While many black men continue to be silent about the predatory attacks some of their brethren launch against black women and girls, they rush to comment on issues that affect their own, like the recent shootings of Stephon Clark and Diante Yarber, the heroism shown by James Shaw Jr. at a Waffle House, or Kanye West’s asinine comments that enslaved black Americans chose to stay in bondage. (West’s comments were so problematic, even Chris Brown called him out.)

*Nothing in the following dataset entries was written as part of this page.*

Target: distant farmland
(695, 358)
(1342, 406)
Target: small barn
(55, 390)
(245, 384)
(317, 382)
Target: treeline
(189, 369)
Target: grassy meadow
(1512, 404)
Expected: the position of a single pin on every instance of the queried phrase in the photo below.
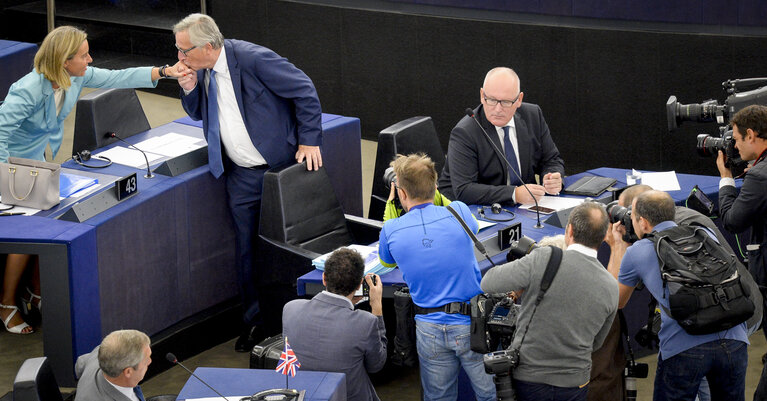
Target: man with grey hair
(476, 171)
(258, 111)
(573, 317)
(113, 370)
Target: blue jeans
(442, 350)
(722, 362)
(527, 391)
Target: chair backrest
(414, 135)
(299, 207)
(107, 110)
(35, 382)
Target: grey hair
(589, 229)
(122, 349)
(202, 30)
(497, 70)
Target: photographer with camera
(748, 209)
(436, 257)
(574, 316)
(684, 358)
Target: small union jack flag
(288, 361)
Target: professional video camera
(617, 213)
(712, 111)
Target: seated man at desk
(476, 171)
(328, 335)
(436, 257)
(113, 370)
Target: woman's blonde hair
(60, 45)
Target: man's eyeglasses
(505, 103)
(185, 51)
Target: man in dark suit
(113, 370)
(327, 334)
(474, 172)
(258, 111)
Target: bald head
(627, 196)
(654, 206)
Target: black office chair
(107, 110)
(416, 134)
(301, 219)
(35, 382)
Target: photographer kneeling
(571, 320)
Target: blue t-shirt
(436, 257)
(641, 263)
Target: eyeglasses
(505, 103)
(185, 51)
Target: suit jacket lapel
(523, 143)
(234, 72)
(493, 133)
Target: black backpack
(706, 294)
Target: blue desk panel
(319, 386)
(341, 157)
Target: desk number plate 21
(126, 186)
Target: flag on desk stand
(288, 363)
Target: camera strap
(477, 242)
(548, 276)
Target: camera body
(520, 248)
(617, 213)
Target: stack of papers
(369, 254)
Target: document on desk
(662, 181)
(555, 202)
(129, 156)
(171, 144)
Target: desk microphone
(114, 135)
(470, 113)
(172, 359)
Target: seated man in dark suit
(113, 370)
(474, 171)
(328, 335)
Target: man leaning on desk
(474, 172)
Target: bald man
(474, 172)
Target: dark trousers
(722, 362)
(527, 391)
(243, 188)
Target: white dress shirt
(234, 134)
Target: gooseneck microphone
(470, 113)
(172, 359)
(114, 135)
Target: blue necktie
(139, 393)
(511, 157)
(215, 163)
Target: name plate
(126, 187)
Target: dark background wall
(603, 90)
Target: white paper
(662, 181)
(171, 144)
(555, 202)
(129, 156)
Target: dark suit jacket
(92, 386)
(328, 335)
(278, 102)
(475, 174)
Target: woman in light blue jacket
(31, 118)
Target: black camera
(710, 145)
(520, 248)
(500, 364)
(617, 213)
(389, 177)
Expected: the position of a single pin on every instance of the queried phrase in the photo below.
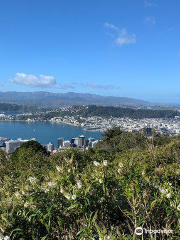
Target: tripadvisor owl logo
(139, 231)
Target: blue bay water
(44, 132)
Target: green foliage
(103, 193)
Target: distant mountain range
(48, 99)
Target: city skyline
(120, 48)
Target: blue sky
(108, 47)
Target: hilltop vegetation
(105, 193)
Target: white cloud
(98, 86)
(40, 82)
(120, 36)
(111, 26)
(50, 82)
(150, 20)
(149, 4)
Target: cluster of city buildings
(80, 142)
(94, 123)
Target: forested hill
(6, 107)
(125, 112)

When rapper Meek Mill was sentenced to two to four years in prison for a parole violation, black male celebrities from sports, entertainment and music all came together to yell #FreeMeek. Jay-Z, who collaborated with Kelly on an album back in 2002, even wrote an op-ed for the New York Times decrying Mill’s plight and the systematic racism of the justice system. While the Philadelphia artist should not have been remanded to prison in the first place, the difference in the outcry for Mill vs. the lack of support shown to young black female victims of sexual violence is painfully evident.
Like Bill Cosby before him, Kelly attempted to invoke America’s violent, horrific history and claim activists were targeting him because of his race. After #MuteRKelly went viral, he called it “a public lynching,” and several fans theorized much of the same. One man took to Twitter to ask, “Why do I get the feeling they’re only coming after black men for Me Too,” while many others wondered why the focus was on Kelly, while white men like disgraced Hollywood honcho Harvey Weinstein and embattled director Woody Allen have not been taken down. (Spoiler alert: They’ve been targeted, too.)

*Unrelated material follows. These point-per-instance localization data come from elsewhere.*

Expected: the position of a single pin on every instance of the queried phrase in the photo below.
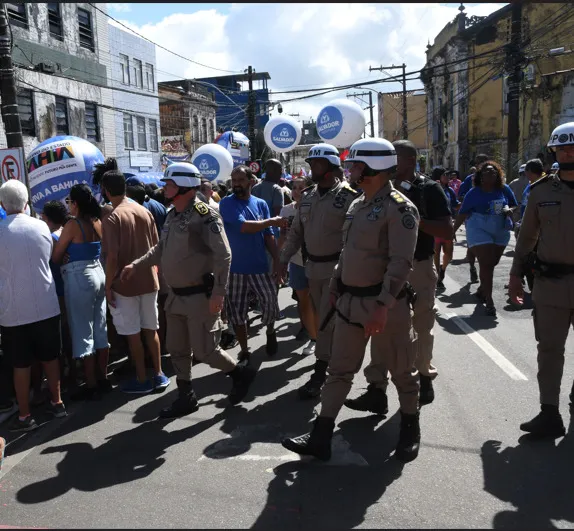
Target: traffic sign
(12, 164)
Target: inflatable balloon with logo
(57, 164)
(282, 134)
(214, 162)
(341, 123)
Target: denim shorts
(482, 229)
(85, 295)
(297, 277)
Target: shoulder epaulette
(397, 197)
(201, 208)
(544, 179)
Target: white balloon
(341, 123)
(214, 162)
(282, 134)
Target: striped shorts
(238, 295)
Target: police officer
(368, 288)
(548, 221)
(317, 230)
(194, 255)
(430, 200)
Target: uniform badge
(409, 222)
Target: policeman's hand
(110, 297)
(215, 304)
(515, 290)
(127, 272)
(378, 321)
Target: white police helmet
(377, 153)
(563, 135)
(324, 151)
(183, 174)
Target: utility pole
(370, 108)
(251, 114)
(514, 58)
(404, 82)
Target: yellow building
(466, 80)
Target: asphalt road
(112, 464)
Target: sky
(300, 45)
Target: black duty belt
(322, 259)
(190, 290)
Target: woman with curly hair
(487, 209)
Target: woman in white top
(297, 278)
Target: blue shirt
(465, 186)
(248, 251)
(491, 203)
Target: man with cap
(194, 255)
(317, 231)
(371, 297)
(547, 226)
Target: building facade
(136, 102)
(466, 81)
(188, 117)
(62, 63)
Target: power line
(159, 45)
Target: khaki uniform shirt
(192, 243)
(380, 237)
(548, 221)
(319, 221)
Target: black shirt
(429, 198)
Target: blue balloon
(57, 164)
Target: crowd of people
(176, 269)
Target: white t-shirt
(27, 288)
(288, 211)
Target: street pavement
(112, 464)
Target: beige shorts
(134, 314)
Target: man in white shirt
(29, 309)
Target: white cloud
(304, 45)
(120, 8)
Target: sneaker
(135, 387)
(309, 348)
(161, 381)
(58, 410)
(28, 424)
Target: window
(128, 132)
(62, 127)
(153, 141)
(26, 111)
(137, 73)
(18, 15)
(55, 21)
(92, 129)
(85, 28)
(149, 79)
(125, 65)
(142, 142)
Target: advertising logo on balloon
(330, 122)
(207, 165)
(283, 136)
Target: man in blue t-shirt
(248, 227)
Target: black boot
(426, 395)
(548, 423)
(312, 388)
(409, 439)
(373, 400)
(242, 377)
(184, 404)
(317, 443)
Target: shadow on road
(124, 457)
(310, 494)
(535, 477)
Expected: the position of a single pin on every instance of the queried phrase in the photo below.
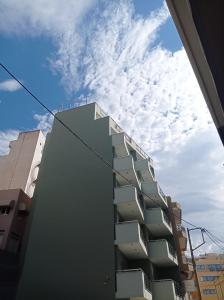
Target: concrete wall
(163, 290)
(70, 252)
(18, 169)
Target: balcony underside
(133, 250)
(119, 144)
(156, 223)
(164, 290)
(145, 169)
(152, 196)
(131, 285)
(128, 206)
(125, 172)
(160, 254)
(129, 240)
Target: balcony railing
(130, 240)
(153, 194)
(162, 253)
(157, 222)
(179, 289)
(171, 249)
(128, 203)
(166, 218)
(167, 289)
(133, 284)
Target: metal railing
(171, 250)
(147, 282)
(132, 142)
(166, 218)
(179, 289)
(161, 193)
(143, 237)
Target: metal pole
(194, 264)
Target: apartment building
(101, 225)
(19, 168)
(210, 271)
(18, 174)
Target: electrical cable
(81, 139)
(211, 238)
(215, 237)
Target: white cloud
(44, 122)
(150, 91)
(9, 86)
(5, 138)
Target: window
(216, 267)
(209, 292)
(1, 236)
(4, 210)
(200, 268)
(209, 278)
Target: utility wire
(215, 237)
(81, 139)
(213, 240)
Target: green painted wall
(70, 251)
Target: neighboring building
(185, 264)
(14, 208)
(200, 26)
(99, 230)
(210, 271)
(18, 174)
(19, 169)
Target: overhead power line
(107, 163)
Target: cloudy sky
(127, 56)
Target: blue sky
(27, 57)
(127, 56)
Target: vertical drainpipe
(175, 235)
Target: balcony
(157, 222)
(119, 144)
(161, 253)
(126, 171)
(130, 240)
(186, 265)
(132, 284)
(127, 202)
(182, 236)
(145, 168)
(167, 290)
(153, 195)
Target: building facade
(210, 271)
(19, 168)
(101, 226)
(18, 174)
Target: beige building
(19, 169)
(210, 271)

Tarana Burke, who started the Me Too movement more than a decade ago, rebuked Kelly’s assertion that he was being singled out because he’s black. “This is not a lynching,” Burke told NPR. “This is a call for public accountability.”
While many black male celebrities may pay lip service to the cause of fighting sexual violence and protecting women, particularly their mothers/sisters/daughters, choosing to stay quiet about Kelly speaks volumes about who they believe really matters — and sadly, it’s not black women.

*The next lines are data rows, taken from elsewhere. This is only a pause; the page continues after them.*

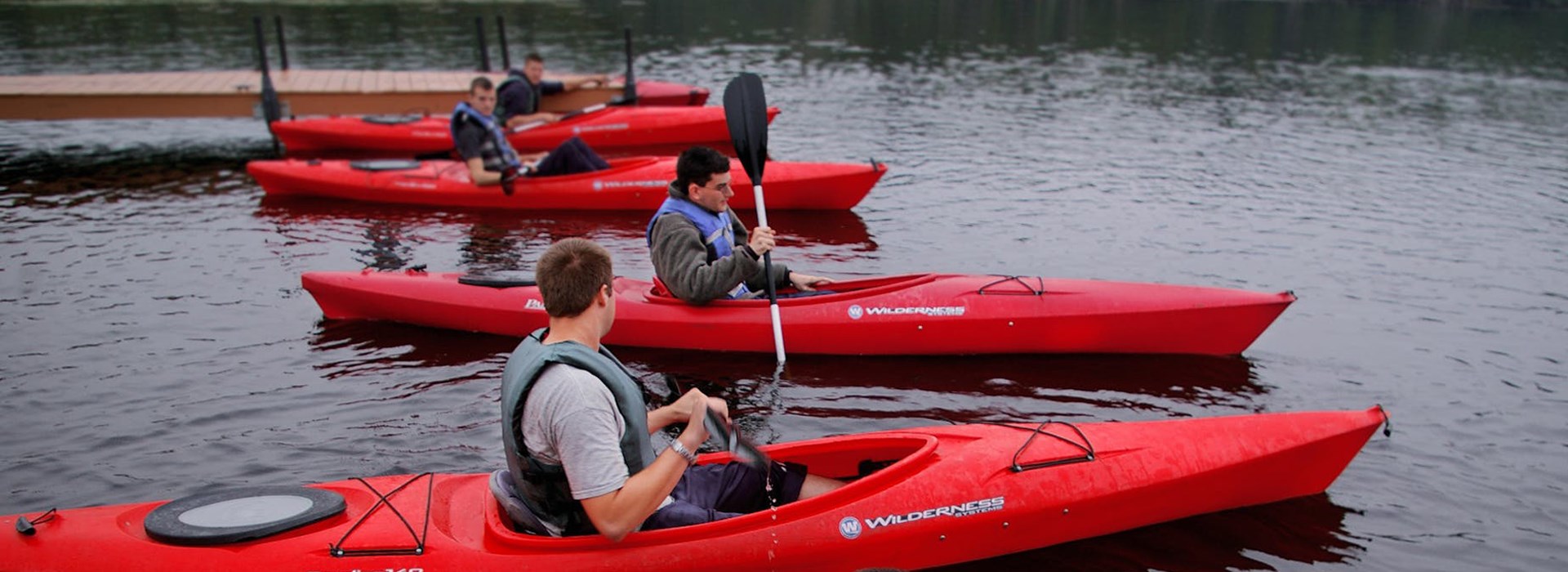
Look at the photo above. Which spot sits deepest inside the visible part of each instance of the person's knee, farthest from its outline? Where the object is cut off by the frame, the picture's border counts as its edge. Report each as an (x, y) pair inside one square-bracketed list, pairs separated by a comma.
[(817, 486)]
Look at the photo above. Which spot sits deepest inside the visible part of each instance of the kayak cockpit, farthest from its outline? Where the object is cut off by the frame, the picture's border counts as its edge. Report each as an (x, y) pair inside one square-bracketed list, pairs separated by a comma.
[(867, 463), (836, 292)]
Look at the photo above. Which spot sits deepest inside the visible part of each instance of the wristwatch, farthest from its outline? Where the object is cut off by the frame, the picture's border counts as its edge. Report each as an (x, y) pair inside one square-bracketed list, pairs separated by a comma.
[(683, 452)]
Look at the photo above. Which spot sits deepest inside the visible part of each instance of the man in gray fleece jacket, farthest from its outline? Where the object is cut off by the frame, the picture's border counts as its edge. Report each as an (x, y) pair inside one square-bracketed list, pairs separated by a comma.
[(702, 251)]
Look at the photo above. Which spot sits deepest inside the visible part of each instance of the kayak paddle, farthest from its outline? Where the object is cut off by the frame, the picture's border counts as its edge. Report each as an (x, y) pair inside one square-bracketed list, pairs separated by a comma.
[(746, 114)]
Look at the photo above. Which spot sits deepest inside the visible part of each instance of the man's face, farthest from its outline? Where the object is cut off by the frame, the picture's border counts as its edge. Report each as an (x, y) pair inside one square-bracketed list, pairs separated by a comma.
[(482, 101), (712, 196), (533, 71)]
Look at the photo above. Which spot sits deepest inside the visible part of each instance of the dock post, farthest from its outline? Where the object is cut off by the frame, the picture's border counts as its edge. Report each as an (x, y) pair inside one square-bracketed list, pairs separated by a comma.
[(283, 47), (629, 96), (501, 37), (270, 109), (479, 27)]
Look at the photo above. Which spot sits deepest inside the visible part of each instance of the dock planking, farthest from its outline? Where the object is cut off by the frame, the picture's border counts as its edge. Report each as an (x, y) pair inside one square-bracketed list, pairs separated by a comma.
[(237, 93)]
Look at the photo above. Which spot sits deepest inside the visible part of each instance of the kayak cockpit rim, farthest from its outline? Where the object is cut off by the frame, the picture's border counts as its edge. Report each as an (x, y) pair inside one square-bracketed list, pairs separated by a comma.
[(840, 290), (888, 457)]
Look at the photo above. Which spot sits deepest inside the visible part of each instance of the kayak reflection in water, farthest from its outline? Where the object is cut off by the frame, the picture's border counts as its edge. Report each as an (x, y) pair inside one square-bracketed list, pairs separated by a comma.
[(482, 143), (576, 427), (702, 251)]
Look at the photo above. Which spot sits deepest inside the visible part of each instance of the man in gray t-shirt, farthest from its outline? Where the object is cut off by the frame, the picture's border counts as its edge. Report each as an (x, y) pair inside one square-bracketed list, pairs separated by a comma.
[(571, 420), (574, 406)]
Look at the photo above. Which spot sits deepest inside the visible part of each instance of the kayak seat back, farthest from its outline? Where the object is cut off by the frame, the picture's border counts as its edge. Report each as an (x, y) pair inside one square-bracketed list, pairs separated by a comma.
[(523, 519), (385, 165), (392, 119)]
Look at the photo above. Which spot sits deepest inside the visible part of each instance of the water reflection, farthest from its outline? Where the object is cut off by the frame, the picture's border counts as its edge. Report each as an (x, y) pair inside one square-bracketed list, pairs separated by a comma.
[(1308, 530)]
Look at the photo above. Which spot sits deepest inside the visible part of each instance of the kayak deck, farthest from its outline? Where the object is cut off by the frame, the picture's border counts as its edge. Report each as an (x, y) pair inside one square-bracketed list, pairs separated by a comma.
[(956, 493), (898, 315)]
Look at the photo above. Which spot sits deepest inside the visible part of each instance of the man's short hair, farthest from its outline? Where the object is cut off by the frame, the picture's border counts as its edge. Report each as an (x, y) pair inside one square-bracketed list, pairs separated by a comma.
[(480, 83), (698, 165), (569, 276)]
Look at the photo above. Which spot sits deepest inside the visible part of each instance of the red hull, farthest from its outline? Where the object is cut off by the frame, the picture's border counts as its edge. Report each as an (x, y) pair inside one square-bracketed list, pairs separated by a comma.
[(920, 314), (668, 95), (615, 131), (630, 184), (951, 493)]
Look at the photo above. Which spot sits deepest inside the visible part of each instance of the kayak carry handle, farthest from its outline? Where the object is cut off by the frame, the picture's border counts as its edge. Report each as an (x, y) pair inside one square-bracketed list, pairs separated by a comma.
[(1039, 288), (25, 527)]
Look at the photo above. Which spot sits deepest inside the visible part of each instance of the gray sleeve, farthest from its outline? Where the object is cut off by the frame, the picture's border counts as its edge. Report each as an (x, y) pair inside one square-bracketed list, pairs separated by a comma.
[(571, 420), (681, 262)]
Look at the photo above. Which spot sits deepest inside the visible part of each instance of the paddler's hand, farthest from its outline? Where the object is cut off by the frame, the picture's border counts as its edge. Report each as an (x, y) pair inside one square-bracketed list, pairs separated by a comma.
[(761, 240), (806, 283), (509, 179)]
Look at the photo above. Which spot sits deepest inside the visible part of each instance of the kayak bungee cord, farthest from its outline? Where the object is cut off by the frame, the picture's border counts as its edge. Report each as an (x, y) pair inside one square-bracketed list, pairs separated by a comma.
[(1037, 290), (1040, 430), (385, 498)]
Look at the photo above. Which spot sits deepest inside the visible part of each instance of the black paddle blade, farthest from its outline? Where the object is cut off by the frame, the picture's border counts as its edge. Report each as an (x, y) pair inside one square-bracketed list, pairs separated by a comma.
[(746, 114)]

Black women often say, “We all we got,” meaning we’re typically the only ones we can count on to advocate on our behalf. While we could certainly use the support of Kelly’s peers to finally hold the singer responsible for preying on young black women and girls — and draw a firm line in the sand to protect the women who largely support their work — their ongoing silence proves we can’t afford to sit around and wait for them to finally join the cause.